いや、気持ちはわかる。アクション中心の映画と、心に訴えかける哀しみの大きい映画なら後者を「素晴らしい映画」と位置付けたい。
潜在的に抱えている心の、誰もが気づいているが気にかけないようにしている繊細な部分を詳らかにし、それを嘆いたり笑い飛ばしてみたりして心に寄り添う…そんな映画を「素晴らしい」としたい気持ちはよく分かる。
先日、「テレビドラマや映画にタバコのシーンを入れるのはやめろ!と言うのは現実と作り物の区別がつかない思想だ」と言うツイートがバンバン飛んでいた。
飛んでいたっつっても2〜3件だけど。
過去に作ってしまった映画で、タバコのシーンをわざわざ消す必要はないと、僕も思う。

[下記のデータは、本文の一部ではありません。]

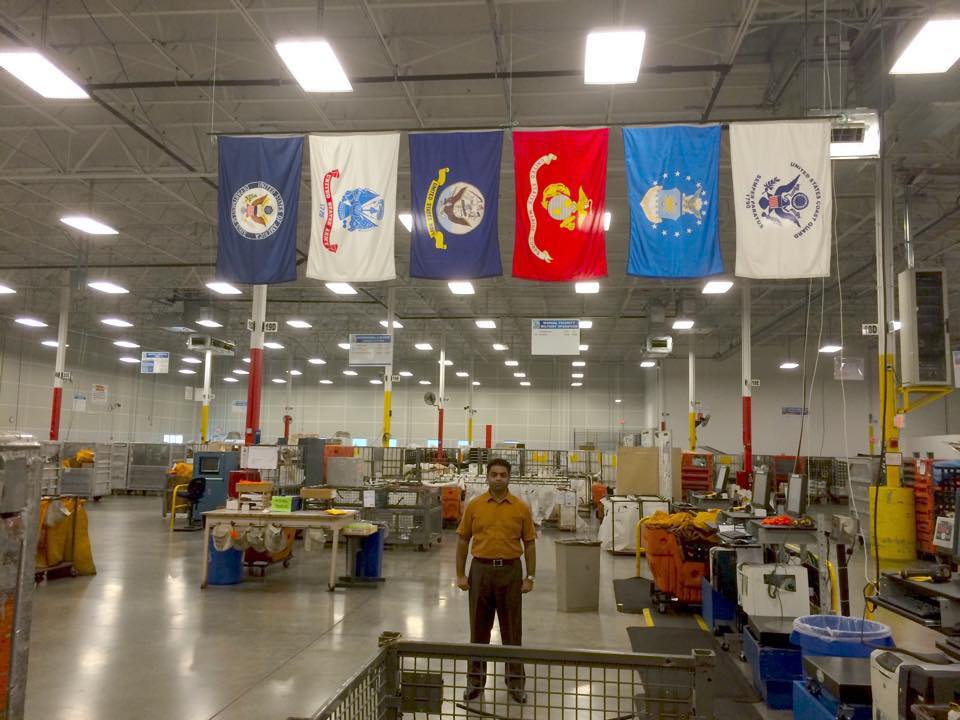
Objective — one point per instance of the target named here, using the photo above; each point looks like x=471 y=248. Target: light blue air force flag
x=672 y=188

まあ、本気で頑張れば消すこともできるだろうとも思う。
ただ、「タバコのシーンをこれから撮る作品に入れたい」となるとちょっとうーんと思ってしまう。
作り手の「タバコは雰囲気があってイイでしょ」と視聴者の「タバコ見たくないなあ」と言う感覚の違いは、僕なんかは見たくないなあ、と見なくなってしまう気がするんだ。
アリータは、エンタメに舵を振り切った映画で、少なくとも学生さんたちに「これ、素晴らしいですよ!」とは薦められない(すげ〜面白いよ、と言う薦め方はできる)。
でも、観客を喜ばせるならこっち、とか、技術的なことで見るべきはこっち!とか思う訳です。
アクションばかりじゃないか! CGじゃないか!
なんですけど、アクションはその一流の方々が、CGにしてもその表情を作った役者が裏には居て、同じ技術でエンタメ映画を作り上げているのだと思います。
エンタメという形にするか、芸術という形にするか。どちらが有用でどちらが人々を喜ばすことができるか。
どちらのチケットを多く買い、どちらのグッズを買い求め世の中を回してゆくのか。
最終的に、どちらが人に喜ばれたのか。その辺、もうちょっと日本の作り手さんたちにも考えてほしいな。